= Joseph Huzaya =

Nestorian teacher and author (fl. 530)

Joseph (Yawsep) Hūzāyā was a Nestorian teacher and author. His name indicates that he hailed from Khuzestan.

Joseph was a disciple of Narsai. He was the maqryānā (reader) of the School of Nisibis at the end of the 5th and in the first half of the 6th century. His position involved the teaching of reading and interpretation. Later accounts make him the second director of the school, but this is an error.

According to a note on the last page (folio 312v) of the only surviving manuscript of the Nestorian Mašlmonutho (British Library, Add. 12138), Joseph invented the nine accents or points of Syriac ekphonetic notation. These punctuation marks indicate tone and rhythm for recitation. According to the Jacobite historian Bar Hebraeus, Joseph merely altered a preexisting system from Edessa into the one that prevailed in the Nestorian churches. The truth may lie somewhere between these interpretations. Joseph's system was in widespread use by 600.

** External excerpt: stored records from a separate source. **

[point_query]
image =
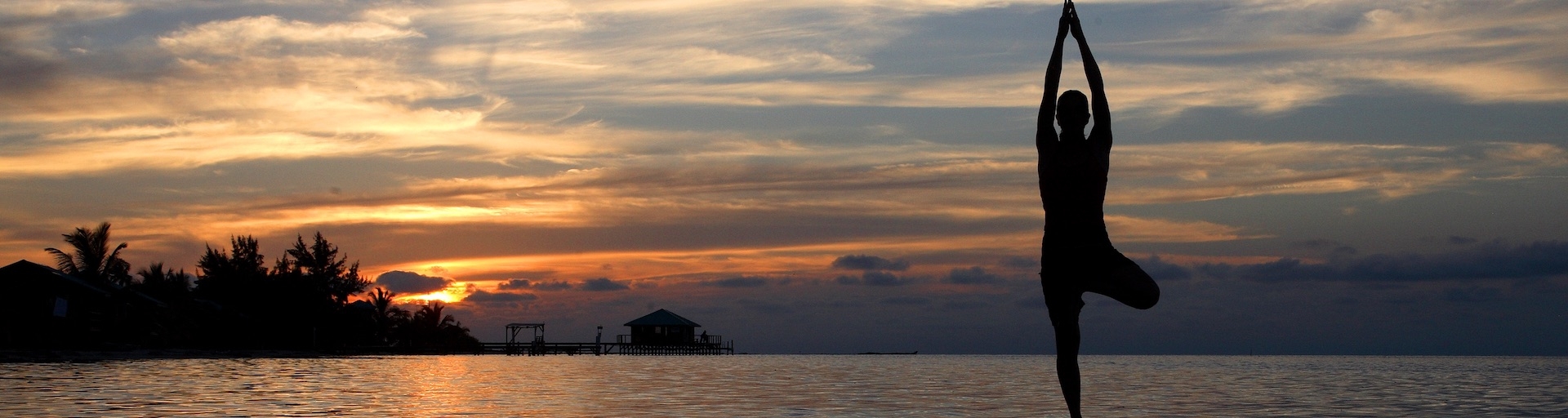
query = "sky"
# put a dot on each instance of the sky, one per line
(1300, 177)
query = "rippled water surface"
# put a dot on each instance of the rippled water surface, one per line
(787, 385)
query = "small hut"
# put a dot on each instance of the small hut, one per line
(662, 327)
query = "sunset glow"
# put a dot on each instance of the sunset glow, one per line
(821, 176)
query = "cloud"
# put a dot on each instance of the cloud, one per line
(1479, 262)
(408, 282)
(603, 284)
(524, 284)
(737, 282)
(501, 296)
(1021, 264)
(905, 301)
(869, 262)
(247, 33)
(875, 279)
(1162, 271)
(973, 276)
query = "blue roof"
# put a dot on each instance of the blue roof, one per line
(662, 318)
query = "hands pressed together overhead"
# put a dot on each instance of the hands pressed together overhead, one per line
(1070, 22)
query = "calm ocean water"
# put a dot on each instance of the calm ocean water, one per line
(787, 385)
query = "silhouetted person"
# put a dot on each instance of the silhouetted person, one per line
(1076, 254)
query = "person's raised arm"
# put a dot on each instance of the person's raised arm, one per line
(1046, 131)
(1098, 105)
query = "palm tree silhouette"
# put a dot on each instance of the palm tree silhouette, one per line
(91, 259)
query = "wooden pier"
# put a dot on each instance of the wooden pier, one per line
(656, 334)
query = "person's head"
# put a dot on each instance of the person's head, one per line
(1073, 110)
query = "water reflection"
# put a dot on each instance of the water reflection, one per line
(786, 385)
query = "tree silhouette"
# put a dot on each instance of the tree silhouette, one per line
(91, 259)
(320, 266)
(386, 317)
(433, 331)
(163, 284)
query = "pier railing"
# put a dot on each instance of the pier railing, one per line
(623, 345)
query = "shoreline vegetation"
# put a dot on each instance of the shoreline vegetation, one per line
(310, 303)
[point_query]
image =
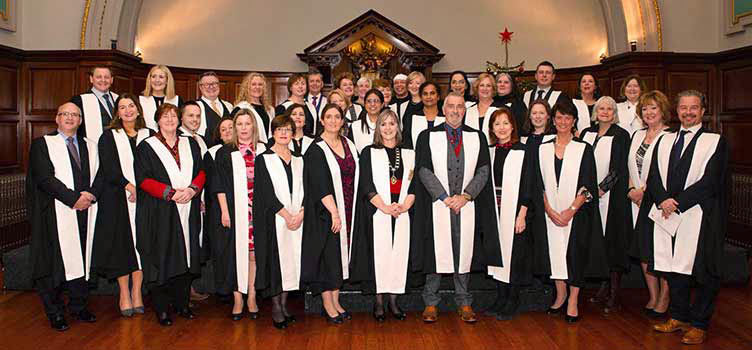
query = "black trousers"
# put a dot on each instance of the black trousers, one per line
(682, 309)
(78, 296)
(175, 292)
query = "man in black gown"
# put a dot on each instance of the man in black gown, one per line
(60, 195)
(692, 162)
(455, 233)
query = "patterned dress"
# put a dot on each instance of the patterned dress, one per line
(249, 154)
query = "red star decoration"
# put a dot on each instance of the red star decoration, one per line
(506, 36)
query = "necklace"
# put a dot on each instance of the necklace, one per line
(397, 163)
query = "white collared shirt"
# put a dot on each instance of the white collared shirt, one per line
(100, 96)
(688, 137)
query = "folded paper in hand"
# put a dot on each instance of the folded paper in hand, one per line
(670, 225)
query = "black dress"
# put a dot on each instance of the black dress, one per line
(521, 260)
(114, 253)
(585, 253)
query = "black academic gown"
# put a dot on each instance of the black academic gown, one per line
(618, 232)
(521, 269)
(42, 189)
(266, 204)
(486, 246)
(212, 120)
(113, 253)
(159, 234)
(362, 263)
(585, 256)
(321, 258)
(106, 118)
(407, 123)
(709, 192)
(519, 110)
(310, 120)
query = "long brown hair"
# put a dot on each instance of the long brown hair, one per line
(492, 139)
(117, 123)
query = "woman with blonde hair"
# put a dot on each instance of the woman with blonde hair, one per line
(160, 88)
(252, 96)
(235, 163)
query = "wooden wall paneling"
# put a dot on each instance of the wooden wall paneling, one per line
(50, 85)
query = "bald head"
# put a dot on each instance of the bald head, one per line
(68, 118)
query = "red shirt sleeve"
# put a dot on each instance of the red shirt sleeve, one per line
(199, 180)
(154, 188)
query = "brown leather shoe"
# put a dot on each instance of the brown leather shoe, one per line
(694, 336)
(430, 314)
(671, 326)
(467, 314)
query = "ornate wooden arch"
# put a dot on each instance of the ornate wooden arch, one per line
(409, 52)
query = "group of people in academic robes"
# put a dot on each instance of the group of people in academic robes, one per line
(146, 189)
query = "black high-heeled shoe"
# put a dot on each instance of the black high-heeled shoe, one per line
(557, 311)
(334, 320)
(399, 315)
(378, 317)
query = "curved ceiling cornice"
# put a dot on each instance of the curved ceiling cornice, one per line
(625, 20)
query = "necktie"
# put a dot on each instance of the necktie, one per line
(108, 102)
(73, 151)
(676, 151)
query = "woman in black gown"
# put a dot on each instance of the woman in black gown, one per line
(610, 147)
(114, 254)
(511, 181)
(569, 242)
(169, 176)
(278, 219)
(381, 240)
(330, 180)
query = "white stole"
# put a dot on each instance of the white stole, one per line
(681, 258)
(93, 115)
(363, 139)
(289, 242)
(583, 114)
(125, 157)
(560, 196)
(420, 123)
(240, 221)
(639, 181)
(442, 234)
(506, 216)
(331, 162)
(149, 106)
(546, 138)
(262, 132)
(602, 153)
(180, 177)
(74, 264)
(391, 257)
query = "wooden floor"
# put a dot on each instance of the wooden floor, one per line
(24, 326)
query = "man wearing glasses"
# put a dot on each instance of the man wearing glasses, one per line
(213, 108)
(62, 189)
(97, 105)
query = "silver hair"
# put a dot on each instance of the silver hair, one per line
(607, 100)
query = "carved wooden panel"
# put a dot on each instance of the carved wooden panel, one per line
(9, 89)
(48, 88)
(9, 144)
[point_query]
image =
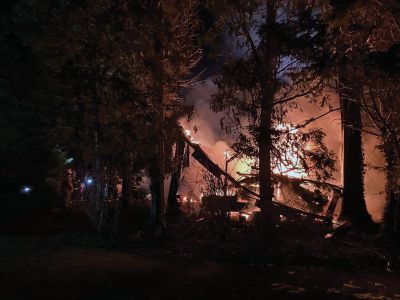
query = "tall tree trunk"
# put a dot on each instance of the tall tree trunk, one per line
(158, 168)
(353, 208)
(267, 98)
(173, 205)
(157, 198)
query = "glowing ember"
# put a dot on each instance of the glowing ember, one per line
(190, 137)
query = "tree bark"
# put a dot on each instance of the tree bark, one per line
(173, 205)
(354, 207)
(267, 99)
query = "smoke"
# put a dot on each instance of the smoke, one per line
(215, 142)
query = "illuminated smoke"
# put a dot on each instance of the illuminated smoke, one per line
(215, 142)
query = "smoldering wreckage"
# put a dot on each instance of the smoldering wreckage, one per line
(236, 199)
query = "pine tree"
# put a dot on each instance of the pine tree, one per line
(273, 66)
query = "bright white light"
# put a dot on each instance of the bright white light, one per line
(26, 189)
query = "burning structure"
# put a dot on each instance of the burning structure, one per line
(293, 195)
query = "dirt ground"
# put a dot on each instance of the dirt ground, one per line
(69, 263)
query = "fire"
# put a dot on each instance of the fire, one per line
(191, 138)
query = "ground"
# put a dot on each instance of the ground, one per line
(54, 258)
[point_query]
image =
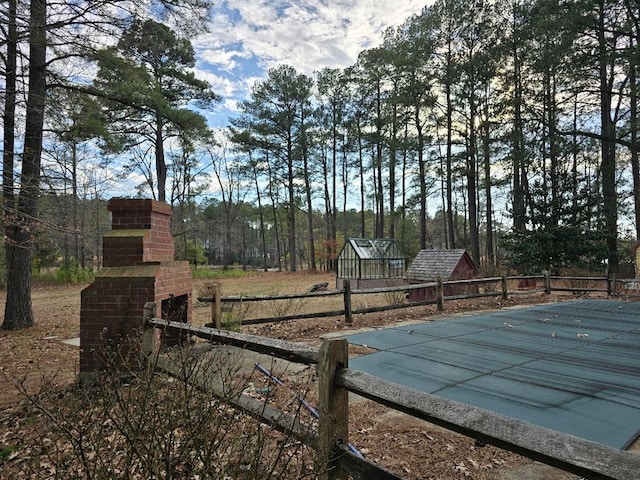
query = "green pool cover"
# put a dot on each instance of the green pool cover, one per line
(572, 367)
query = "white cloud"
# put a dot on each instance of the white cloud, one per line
(249, 36)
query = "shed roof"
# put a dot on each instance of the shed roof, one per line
(375, 248)
(430, 264)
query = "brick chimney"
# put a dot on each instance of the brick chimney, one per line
(138, 268)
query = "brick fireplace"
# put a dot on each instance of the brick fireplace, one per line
(138, 268)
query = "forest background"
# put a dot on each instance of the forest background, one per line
(508, 128)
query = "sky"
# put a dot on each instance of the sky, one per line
(247, 37)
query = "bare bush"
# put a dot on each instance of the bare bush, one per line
(146, 424)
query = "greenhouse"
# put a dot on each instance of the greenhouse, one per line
(370, 262)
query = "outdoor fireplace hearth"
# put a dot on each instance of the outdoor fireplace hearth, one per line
(138, 268)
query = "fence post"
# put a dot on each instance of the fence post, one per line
(216, 306)
(346, 285)
(333, 426)
(149, 334)
(547, 281)
(503, 284)
(611, 285)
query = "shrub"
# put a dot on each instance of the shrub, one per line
(146, 424)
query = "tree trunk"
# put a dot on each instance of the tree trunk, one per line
(18, 309)
(486, 153)
(517, 149)
(8, 118)
(161, 166)
(608, 147)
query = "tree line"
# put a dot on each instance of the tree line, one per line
(505, 127)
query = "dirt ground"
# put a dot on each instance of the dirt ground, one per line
(410, 448)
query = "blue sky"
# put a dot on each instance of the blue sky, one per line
(247, 37)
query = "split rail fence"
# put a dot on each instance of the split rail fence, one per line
(335, 380)
(486, 287)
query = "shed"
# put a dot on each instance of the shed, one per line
(431, 264)
(370, 263)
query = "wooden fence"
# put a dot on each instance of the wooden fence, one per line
(487, 287)
(572, 454)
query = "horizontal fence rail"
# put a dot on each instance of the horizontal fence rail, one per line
(498, 287)
(567, 452)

Bar Hebraeus also records that Joseph wrote a work on homographs, which may have been the first in the history of the Syriac language. Since the Syriac alphabet is purely consonantal, homographs are words with the same consonants but different vowels and different meanings. According to the Nestorian manuscripts and the work of the Nestorian literary historian ʿAbdishoʿ bar Brikha, the Syriac translation of Dionysius Thrax's Art of Grammar was the work of Joseph. The Jacobite manuscript tradition, however, leaves the translation anonymous. This translation may better be called an adaptation. Joseph omits those part of the Art that are specific only to Greek (such as those on orthography and phonology), while adapting others (e.g., diathesis) with Syriac examples.